The estimation criterion in the DT algorithm is the selection of a feature to test at each decision node in the tree. The goal of the estimation criterion is to select the feature that is most useful for classifying the cases. A good quantitative measure of the worth of a feature is a statistical property called information gain that measures how well a given feature discriminates the cases based on the class to which they are attributed. This measure is used to select the best feature from among the possible candidates at each step of the growing tree.
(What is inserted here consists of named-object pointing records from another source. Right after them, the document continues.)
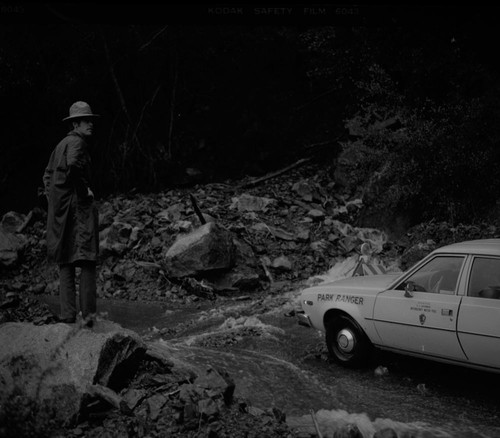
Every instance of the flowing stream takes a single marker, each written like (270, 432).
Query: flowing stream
(277, 363)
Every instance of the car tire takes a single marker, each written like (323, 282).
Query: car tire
(347, 344)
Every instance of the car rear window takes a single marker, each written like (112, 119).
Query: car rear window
(484, 280)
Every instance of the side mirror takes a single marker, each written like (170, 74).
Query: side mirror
(409, 289)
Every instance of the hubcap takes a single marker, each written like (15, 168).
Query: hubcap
(345, 341)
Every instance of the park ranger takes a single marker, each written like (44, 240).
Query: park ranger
(72, 220)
In the present study we used the J48 algorithm (an implementation of Quinlan’s algorithm C4.5) in the Weka workbench for ML, version 3.8.3109 to generate the DT model. We estimated the generalization performance of the DT model using 10-fold cross-validation, which is a technique for evaluating predictive models by partitioning the original sample into a training set to create the model, and a test set to evaluate it. We reported the following performance metrics: Accuracy, Sensitivity, Precision, Specificity, and the area under the ROC curve (AUC). Accuracy refers to the proportion of the total number of classifications that were correct in both classes (SCZ and HC), Sensitivity gives the proportion of cases of schizophrenia classified correctly, Precision gives the proportion of cases classified as schizophrenia that was correct, and Specificity gives the proportion of control cases classified correctly. The ROC (Receiver Operating Characteristic) curve tells us how well the model can distinguish between the two classes (schizophrenia and healthy controls). ROC is a probability curve, and AUC represents a degree or measure of separability which tells how capable the model is of distinguishing between the two classes. Metrics presented are collected across all folds and are related to the test sets.

We performed additional analysis to assess whether pragmatic phenomena were able to predict symptoms and medications in the group of patients with schizophrenia only. These analyses are reported in Supplementary Information.